父と最後に言い合いになったのは、たしか22歳の夏だった。

ちょうど大学を卒業して、就職するか、地元で家を継ぐか――

自分の将来について悩んでいたが、父はいつものように「安定」や「家族」の話ばかりだった。


リビングのテーブル越し、暑い空気のなか、口論はエスカレートして、気がつけば思い切り叫んでいた。

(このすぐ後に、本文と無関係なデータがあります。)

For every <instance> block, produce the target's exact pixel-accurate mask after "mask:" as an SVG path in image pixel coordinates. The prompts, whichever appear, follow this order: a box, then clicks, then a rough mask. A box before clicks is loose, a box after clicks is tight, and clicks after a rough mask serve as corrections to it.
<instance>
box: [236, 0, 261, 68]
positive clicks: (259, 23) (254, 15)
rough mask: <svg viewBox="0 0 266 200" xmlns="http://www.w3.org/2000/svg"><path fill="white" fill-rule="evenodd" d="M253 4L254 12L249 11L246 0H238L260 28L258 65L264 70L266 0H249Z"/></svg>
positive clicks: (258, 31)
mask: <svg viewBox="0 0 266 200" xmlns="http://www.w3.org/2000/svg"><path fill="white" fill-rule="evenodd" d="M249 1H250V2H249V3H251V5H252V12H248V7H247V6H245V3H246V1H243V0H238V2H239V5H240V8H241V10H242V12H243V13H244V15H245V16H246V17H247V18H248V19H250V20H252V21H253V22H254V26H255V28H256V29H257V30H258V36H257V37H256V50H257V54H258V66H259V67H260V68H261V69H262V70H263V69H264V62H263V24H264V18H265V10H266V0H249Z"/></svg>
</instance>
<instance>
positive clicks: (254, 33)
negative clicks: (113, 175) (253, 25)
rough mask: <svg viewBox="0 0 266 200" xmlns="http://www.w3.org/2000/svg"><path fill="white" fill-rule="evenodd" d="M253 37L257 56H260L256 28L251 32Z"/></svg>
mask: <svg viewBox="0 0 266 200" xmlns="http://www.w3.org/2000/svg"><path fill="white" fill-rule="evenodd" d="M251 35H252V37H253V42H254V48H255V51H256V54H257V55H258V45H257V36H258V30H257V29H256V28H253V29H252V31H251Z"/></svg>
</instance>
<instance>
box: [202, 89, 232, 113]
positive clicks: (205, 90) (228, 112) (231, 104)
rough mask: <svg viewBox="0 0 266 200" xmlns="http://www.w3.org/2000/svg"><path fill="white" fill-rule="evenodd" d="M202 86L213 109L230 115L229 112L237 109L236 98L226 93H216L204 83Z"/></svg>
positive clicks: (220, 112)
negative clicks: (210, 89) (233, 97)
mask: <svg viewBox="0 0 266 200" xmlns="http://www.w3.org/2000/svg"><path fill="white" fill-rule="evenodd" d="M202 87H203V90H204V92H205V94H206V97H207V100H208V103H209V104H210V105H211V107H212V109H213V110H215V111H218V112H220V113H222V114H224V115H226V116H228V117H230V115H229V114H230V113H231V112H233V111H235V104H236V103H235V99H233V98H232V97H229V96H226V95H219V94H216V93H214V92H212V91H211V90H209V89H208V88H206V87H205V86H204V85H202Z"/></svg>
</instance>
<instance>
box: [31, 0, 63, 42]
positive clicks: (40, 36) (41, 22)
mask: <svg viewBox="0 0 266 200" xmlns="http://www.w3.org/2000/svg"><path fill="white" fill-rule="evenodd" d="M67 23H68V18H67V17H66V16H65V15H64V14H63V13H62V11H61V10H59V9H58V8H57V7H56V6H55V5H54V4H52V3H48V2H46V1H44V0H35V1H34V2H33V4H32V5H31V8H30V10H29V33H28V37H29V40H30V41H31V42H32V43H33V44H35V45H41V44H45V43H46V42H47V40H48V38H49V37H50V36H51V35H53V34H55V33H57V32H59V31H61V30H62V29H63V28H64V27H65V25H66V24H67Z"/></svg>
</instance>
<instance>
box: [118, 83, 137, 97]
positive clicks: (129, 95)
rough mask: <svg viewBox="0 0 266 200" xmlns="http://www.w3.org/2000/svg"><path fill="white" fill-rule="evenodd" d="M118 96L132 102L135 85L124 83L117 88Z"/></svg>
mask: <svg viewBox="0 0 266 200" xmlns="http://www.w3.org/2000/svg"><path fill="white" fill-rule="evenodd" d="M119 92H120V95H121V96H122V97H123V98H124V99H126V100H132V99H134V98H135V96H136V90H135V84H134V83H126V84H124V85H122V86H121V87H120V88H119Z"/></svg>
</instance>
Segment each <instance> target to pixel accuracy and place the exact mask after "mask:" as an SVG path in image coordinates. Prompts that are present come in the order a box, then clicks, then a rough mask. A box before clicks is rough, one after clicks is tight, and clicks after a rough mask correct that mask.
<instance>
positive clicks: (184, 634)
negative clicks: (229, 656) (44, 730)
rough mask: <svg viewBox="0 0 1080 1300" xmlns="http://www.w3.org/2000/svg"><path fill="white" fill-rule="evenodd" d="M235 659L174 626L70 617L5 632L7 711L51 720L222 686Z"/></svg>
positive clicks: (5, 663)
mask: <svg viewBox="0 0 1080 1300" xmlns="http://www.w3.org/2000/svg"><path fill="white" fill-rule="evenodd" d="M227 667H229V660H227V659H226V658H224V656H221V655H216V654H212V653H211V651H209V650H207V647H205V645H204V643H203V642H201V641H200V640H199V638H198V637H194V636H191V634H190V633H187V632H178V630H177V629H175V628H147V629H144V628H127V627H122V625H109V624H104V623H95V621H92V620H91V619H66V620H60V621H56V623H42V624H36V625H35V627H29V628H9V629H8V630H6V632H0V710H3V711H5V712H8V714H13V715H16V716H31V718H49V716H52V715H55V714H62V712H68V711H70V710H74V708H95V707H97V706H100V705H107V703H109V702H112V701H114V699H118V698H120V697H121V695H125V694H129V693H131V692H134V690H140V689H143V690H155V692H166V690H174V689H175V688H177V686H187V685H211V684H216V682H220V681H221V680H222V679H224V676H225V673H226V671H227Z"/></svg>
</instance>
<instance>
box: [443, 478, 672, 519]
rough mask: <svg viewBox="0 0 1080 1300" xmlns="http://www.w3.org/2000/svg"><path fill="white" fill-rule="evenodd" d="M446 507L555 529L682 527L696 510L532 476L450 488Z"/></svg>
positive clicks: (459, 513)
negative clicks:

溜まっていた不満や苛立ちが一気にあふれて、つい「もういい、出ていく」と言い放った。


父は何も言わなかった。

背中を向けて、僕はドアを乱暴に閉める。

あれが家にいた最後の日だった。


働きながら新しい街で人生を作り直した。

けれど、あの日の言葉の後悔はずっと尾を引いた。

途中で仕事が辛くなったときや、何かに傷ついた夜、ふと父のことを思い出しては、どうしてあんなに意地を張ったのかと胸が痛んだ。


家には、二度と戻らなかった。


数年後、妹から父が病気だと聞いたときも、怖くて電話もかけられなかった。


父の葬式では、遺影をまともに見られなかった。

うつむいたまま、手を合わせることしかできなかった。


「生き方は自分で決めたい」と叫んだあの日から何十年も経って、

老いて独りになると、ますますあの口論とその後悔が心のなかで大きくなっていった。